Граф отказывался снимать свое трико и камзол, хотя без маски костюм этот становился еще более парадоксальным.
— Ливрея сверхсексуальности идет мне, — говорил он, хотя и обнаруживал при этом достаточно лицемерия, наглухо запахивая плащ, когда дело доходило до объяснения с лавочниками.
Дни сливались с ночами, и вскоре от усталости я почти перестал отличать одно от другого. Наконец однажды утром мы увидели на горизонте серую ленточку океана и еще до захода солнца добрались до порта; наши выдохшиеся, покачивающиеся лошади едва держались под нами на ногах. Мы сразу же отправились на пирс, чтобы подыскать подходящий корабль, и, переговорив с бессчетным множеством капитанов, нашли грузовое судно, плававшее под либерийским флагом, которое в тот же вечер отплывало с отливом в Гаагу; его капитан за весьма солидное вознаграждение согласился взять нас с собой. Мы тут же взошли на борт, оставив лошадей в стойле первого попавшегося публичного дома.
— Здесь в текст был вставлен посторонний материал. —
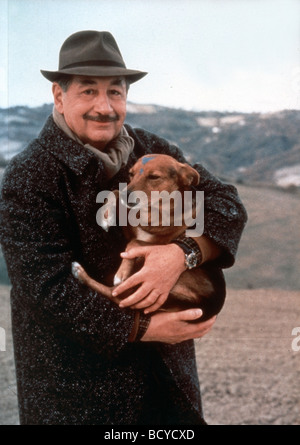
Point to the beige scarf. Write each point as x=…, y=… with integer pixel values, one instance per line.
x=116, y=153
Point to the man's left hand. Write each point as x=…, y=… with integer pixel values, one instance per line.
x=162, y=267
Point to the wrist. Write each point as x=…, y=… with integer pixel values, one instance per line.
x=191, y=250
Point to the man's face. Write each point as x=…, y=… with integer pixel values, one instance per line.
x=94, y=108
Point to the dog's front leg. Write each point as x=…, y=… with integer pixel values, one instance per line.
x=128, y=266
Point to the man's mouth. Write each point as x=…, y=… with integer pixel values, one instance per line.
x=101, y=119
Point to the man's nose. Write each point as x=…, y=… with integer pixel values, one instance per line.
x=102, y=104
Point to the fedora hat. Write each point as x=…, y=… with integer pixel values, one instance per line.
x=92, y=53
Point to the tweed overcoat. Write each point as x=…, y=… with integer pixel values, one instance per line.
x=74, y=363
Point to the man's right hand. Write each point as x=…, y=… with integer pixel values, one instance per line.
x=174, y=327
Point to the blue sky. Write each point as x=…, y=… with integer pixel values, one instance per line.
x=226, y=55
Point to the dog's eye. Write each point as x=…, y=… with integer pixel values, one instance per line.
x=153, y=177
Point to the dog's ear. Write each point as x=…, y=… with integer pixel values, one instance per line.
x=188, y=175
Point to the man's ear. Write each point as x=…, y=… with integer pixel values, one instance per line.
x=58, y=97
x=188, y=175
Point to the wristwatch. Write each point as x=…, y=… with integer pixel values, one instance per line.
x=192, y=253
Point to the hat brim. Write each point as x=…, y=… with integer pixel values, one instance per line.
x=97, y=71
Нам троим отвели единственную преузкую каюту с двумя жесткими койками одна над другой и гамаком для Ляфлера. Тут же растянувшись на них, мы погрузились в навеянный полным истощением глубокий сон, а когда проснулись на следующий день, оказалось, что мы препоручены серым и влажным баюкающим рукам вод и нигде не видно и намека на сушу.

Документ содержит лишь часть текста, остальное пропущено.